Ce travail autour de la danse est une expérience commune de recherche de
formes, de gestes, de ressentis, mais c’est aussi une invitation à aller à la rencontre de
soi. Edwine Fournier propose plusieurs axes de travail tout au long de l’atelier : verticalité,
équilibre/déséquilibre, force de gravité, authenticité du geste, évolution avec partenaire.

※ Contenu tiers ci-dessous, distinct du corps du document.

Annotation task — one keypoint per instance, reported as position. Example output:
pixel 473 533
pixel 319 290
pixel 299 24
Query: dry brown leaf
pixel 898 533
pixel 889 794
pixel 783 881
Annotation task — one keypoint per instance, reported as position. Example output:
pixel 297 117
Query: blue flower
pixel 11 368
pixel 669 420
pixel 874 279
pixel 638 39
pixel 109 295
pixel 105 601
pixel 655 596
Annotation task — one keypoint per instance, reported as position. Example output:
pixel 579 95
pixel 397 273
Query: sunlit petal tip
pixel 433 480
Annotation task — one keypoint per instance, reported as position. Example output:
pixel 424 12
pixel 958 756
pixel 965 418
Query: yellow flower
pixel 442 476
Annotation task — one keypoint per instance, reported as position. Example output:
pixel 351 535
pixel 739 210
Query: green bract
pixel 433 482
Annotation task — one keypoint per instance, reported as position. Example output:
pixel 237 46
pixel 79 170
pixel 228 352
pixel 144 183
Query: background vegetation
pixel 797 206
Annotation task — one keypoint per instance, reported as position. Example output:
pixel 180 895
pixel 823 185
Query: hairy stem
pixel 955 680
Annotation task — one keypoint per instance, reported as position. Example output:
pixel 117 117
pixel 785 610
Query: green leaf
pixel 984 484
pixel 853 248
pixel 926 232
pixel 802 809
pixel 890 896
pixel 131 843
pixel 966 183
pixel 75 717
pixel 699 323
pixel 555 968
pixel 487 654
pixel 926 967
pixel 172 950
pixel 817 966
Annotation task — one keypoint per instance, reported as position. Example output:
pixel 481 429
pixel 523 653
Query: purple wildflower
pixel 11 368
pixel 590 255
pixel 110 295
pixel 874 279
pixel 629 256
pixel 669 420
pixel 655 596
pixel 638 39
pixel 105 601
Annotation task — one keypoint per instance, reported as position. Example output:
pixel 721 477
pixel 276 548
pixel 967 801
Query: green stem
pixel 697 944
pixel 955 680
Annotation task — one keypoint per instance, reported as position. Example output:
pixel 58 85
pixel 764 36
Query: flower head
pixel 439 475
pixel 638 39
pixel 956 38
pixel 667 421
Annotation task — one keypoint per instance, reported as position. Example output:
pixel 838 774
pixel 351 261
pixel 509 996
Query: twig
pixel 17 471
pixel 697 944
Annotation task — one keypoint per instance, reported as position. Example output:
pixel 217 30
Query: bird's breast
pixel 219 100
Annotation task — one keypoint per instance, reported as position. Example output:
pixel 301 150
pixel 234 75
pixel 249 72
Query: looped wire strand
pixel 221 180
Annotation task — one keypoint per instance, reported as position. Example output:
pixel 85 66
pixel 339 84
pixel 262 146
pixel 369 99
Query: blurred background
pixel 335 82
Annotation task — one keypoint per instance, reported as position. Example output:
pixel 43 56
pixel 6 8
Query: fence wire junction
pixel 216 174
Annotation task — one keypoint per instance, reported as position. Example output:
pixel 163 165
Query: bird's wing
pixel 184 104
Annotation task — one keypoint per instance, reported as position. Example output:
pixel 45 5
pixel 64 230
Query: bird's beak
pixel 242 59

L’accent est mis tout particulièrement sur l’accueil des sensations intérieures. Les
danseurs professionnels, invités à fermer les yeux, sont confrontés à ce que c’est que de
danser sans le support de la vue. Quant aux non-voyants c’est l’occasion pour eux de se
laisser aller à un véritable lâcher prise, à s’autoriser des mouvements qu’ils ne peuvent
pas réaliser ailleurs. Cette « aventure » de mise en partage, qui implique confiance et
abandon, amène ainsi chacun à découvrir l’autre et à se découvrir.
Ce documentaire suit cette aventure de bout en bout en spectateur attentif à
l’évolution de chacun. Constate ce qui bouge en eux. Saisit leurs faits et gestes, leurs
interrogations, leurs doutes, leurs joies.